Based on the Chronicles of Narnia series by C.S. Lewis, “The Chronicles of Narnia: The Voyage of the Dawn Treader,” is a family film for the holiday season. The adventure begins when a painting on the wall casts British teens Lucy (Georgie Henley) and Edmund Pevensie (Skandar Keynes) and their cousin Eustace (Will Poulter) into Narnia, a mythical world of talking animals where Prince Caspian (Ben Barnes) rescues them from the sea in the royal ship, the Dawn Treader.
“The eye-popping and entertaining “The Chronicles of Narnia: The Voyage of the Dawn Treader” offers a merry seafaring jaunt together with plenty of adventures led by magically empowered kids,” states the New York Post. “Despite all the visual effects, the film’s best aspects are its attention to real-world values . . . teaching kids to mind their personal character and do the right thing.”
A vain Lucy wants to become like her older sister who she considers more beautiful. The White Witch (Tilda Swinton) tempts the greedy and envious Edmund with power and Prince Caspian struggles with fears of not living up to his father’s expectations.
Worse off is Eustace, whose selfishness turns him into a dragon. Eustace learns a lesson in humility as Reepicheep (voiced by Simon Pegg), the soldier mouse, mentors and protects him. Each character learns moral values from Aslan, (voiced by Liam Neeson) the noble lion and Christ-like figure in the Christian-themed fantasy series.
“It was a good movie with a charming philosophy,” says Michael, a native New Yorker, who was born and raised in Queens. “I didn’t find the religious themes overbearing. Many people of all reglions and backgrounds can relate to the story.”

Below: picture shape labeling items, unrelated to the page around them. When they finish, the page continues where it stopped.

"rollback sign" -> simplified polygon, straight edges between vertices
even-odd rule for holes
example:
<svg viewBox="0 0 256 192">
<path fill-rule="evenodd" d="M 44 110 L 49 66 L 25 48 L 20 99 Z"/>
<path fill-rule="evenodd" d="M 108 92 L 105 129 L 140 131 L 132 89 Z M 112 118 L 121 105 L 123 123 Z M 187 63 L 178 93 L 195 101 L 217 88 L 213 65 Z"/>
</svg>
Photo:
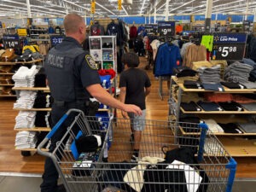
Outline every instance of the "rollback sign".
<svg viewBox="0 0 256 192">
<path fill-rule="evenodd" d="M 241 60 L 245 55 L 246 33 L 214 35 L 212 60 Z"/>
<path fill-rule="evenodd" d="M 157 25 L 154 24 L 146 24 L 145 32 L 147 35 L 157 35 Z"/>
<path fill-rule="evenodd" d="M 159 21 L 158 32 L 160 36 L 174 36 L 175 35 L 175 21 Z"/>
</svg>

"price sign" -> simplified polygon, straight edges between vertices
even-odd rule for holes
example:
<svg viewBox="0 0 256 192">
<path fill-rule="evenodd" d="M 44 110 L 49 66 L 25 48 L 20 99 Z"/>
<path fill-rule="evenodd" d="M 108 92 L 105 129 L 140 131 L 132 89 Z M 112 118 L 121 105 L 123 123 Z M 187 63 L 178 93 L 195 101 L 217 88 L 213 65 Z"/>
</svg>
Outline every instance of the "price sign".
<svg viewBox="0 0 256 192">
<path fill-rule="evenodd" d="M 175 21 L 159 21 L 158 32 L 160 36 L 174 36 Z"/>
<path fill-rule="evenodd" d="M 63 40 L 64 37 L 61 35 L 51 36 L 50 37 L 50 44 L 52 46 L 55 46 L 61 44 Z"/>
<path fill-rule="evenodd" d="M 213 45 L 213 60 L 241 60 L 244 55 L 245 44 L 223 44 Z"/>
<path fill-rule="evenodd" d="M 5 49 L 13 48 L 15 49 L 20 49 L 20 46 L 18 35 L 4 35 L 3 39 Z"/>
<path fill-rule="evenodd" d="M 157 25 L 154 25 L 154 24 L 145 25 L 145 32 L 147 35 L 157 35 Z"/>
<path fill-rule="evenodd" d="M 95 14 L 95 1 L 91 1 L 91 3 L 90 3 L 90 13 L 91 14 Z"/>
<path fill-rule="evenodd" d="M 118 9 L 122 10 L 122 0 L 118 0 Z"/>
<path fill-rule="evenodd" d="M 241 60 L 245 54 L 246 42 L 246 33 L 215 34 L 212 60 Z"/>
</svg>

Chronicles of Narnia: The Voyage of the Dawn Treader is a wonderful family film highlighting the spirit of Christmas and main reason for the holiday. When Lucy asks if they will see Aslan in their world, Aslan replies, “There I have another name. You must learn to know me by that name. This was the very reason why you were brought to Narnia, that knowing me here for a little, you may know me better there.”